Risk groups and vaccination

So far there have been an estimated 3000 cases of pandemic A/H1N1 among the eight million people aged ≥65 in England, with a case fatality rate of 1.0%. This group therefore has the lowest incidence rate and the highest case fatality rate. This finding is consistent with other analyses of confirmed cases and deaths during this pandemic.7 10 The population risk of death for this age group is not significantly different from that of any other age group. We note that almost all (24/26) of the deaths in this age group were in people in a risk group now eligible for vaccination. The low incidence rate in this age group—seen consistently in the southern hemisphere33—might in part be because of previous exposure to strains similar to pandemic A/H1N1.34 Without this previous exposure, the pandemic might have caused many more deaths in this age group. If the attack rate in the older population rises over the winter, as it did in the 1957 pandemic,35 36 a larger number of deaths might be anticipated. This has not, however, been observed in the southern hemisphere.33 Our series shows that a high proportion of patients (67%) fell into one of the risk groups identified for phase one of the vaccination programme that is currently running in England. This finding supports the importance of achieving high vaccination uptake for these groups. This is consistent with the findings of a Californian study, in which 75% of patients who died had risk factors for complications of seasonal influenza.37 Other studies8 10 13 have identified similar risk conditions, particularly asthma and other respiratory conditions and neurodevelopmental conditions.13 Obesity seems under-represented in comparison with other studies8 10 and might reflect under-reporting in our study because it was not recorded as a diagnosis within the patient’s hospital record. Comparisons with surviving infected patients or patients in hospital will be important in allowing the risks associated with particular underlying conditions to be further quantified.

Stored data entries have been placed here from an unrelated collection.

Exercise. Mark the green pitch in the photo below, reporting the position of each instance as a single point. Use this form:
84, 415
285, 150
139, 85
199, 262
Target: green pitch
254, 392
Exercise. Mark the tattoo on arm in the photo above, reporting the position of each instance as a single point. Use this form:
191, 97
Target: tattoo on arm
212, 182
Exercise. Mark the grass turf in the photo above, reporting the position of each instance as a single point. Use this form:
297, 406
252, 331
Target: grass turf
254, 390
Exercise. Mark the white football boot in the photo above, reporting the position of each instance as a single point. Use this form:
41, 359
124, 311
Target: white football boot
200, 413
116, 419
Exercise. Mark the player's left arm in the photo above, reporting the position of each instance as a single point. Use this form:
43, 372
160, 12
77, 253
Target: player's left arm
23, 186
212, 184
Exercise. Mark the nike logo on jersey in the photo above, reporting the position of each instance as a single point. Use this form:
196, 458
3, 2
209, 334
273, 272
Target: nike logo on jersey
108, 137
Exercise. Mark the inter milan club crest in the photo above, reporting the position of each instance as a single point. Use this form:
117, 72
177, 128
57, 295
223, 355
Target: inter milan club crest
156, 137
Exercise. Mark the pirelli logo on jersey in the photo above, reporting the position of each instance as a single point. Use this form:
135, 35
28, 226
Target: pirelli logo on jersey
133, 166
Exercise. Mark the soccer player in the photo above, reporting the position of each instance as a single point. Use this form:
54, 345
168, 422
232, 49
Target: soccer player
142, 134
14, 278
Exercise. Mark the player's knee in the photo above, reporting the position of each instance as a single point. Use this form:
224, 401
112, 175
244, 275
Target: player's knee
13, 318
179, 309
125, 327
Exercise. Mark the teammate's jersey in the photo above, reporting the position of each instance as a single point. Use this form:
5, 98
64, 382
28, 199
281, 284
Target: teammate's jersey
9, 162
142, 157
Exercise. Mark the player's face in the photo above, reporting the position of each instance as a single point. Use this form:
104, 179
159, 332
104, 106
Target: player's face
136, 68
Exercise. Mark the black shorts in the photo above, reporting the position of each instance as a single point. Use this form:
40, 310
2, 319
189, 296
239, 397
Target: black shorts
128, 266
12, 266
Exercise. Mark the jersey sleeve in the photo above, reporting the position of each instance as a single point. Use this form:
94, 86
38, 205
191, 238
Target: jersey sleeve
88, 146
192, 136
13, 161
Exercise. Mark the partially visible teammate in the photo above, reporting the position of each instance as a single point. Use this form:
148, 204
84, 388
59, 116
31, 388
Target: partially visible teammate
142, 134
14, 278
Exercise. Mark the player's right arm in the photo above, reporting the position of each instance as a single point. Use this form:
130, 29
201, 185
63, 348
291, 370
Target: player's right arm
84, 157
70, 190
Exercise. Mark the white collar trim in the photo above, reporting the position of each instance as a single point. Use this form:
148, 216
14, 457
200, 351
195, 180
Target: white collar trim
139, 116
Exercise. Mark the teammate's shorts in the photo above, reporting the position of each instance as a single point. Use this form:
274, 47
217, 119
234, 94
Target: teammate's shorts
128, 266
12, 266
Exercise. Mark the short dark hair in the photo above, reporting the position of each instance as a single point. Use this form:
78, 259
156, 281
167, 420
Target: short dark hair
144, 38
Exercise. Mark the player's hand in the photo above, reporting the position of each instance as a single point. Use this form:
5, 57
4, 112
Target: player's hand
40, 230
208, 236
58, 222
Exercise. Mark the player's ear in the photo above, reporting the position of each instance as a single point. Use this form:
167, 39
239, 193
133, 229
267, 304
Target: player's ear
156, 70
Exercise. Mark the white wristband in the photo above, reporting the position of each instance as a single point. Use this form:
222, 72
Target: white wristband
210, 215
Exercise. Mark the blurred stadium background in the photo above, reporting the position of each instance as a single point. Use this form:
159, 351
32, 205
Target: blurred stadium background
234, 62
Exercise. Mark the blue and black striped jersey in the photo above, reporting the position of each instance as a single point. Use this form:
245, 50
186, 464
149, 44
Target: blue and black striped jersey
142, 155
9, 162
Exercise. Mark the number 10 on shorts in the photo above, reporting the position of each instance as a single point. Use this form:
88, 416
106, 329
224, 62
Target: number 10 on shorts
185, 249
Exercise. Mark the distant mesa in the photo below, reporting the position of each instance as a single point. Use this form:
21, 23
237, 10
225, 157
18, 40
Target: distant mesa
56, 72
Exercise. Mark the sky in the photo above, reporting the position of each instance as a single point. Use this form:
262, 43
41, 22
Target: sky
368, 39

Delayed use of antiviral drugs

While most patients received antiviral drugs, only a minority received them within the recommended 48 hour window. Similar evidence of delays in the prescription of antiviral drugs, and of less than universal use, has emerged from recent studies of hospital patients in the United States.8 13 An analysis of 272 inpatients with pandemic A/H1N1 in the US suggests that use of antiviral drugs confers a survival benefit, particularly when they are started within two days of onset of illness.8 Although minimal, the risk of side effects associated with use of antiviral drugs and vaccination does become more important because the risk associated with the disease is also low, particularly for previously healthy people. End points other than death (such as illness requiring time off work, admission to hospital, admission to critical care) are also important. Further cost benefit analyses would be valuable although difficult, given the uncertainties of an evolving pandemic.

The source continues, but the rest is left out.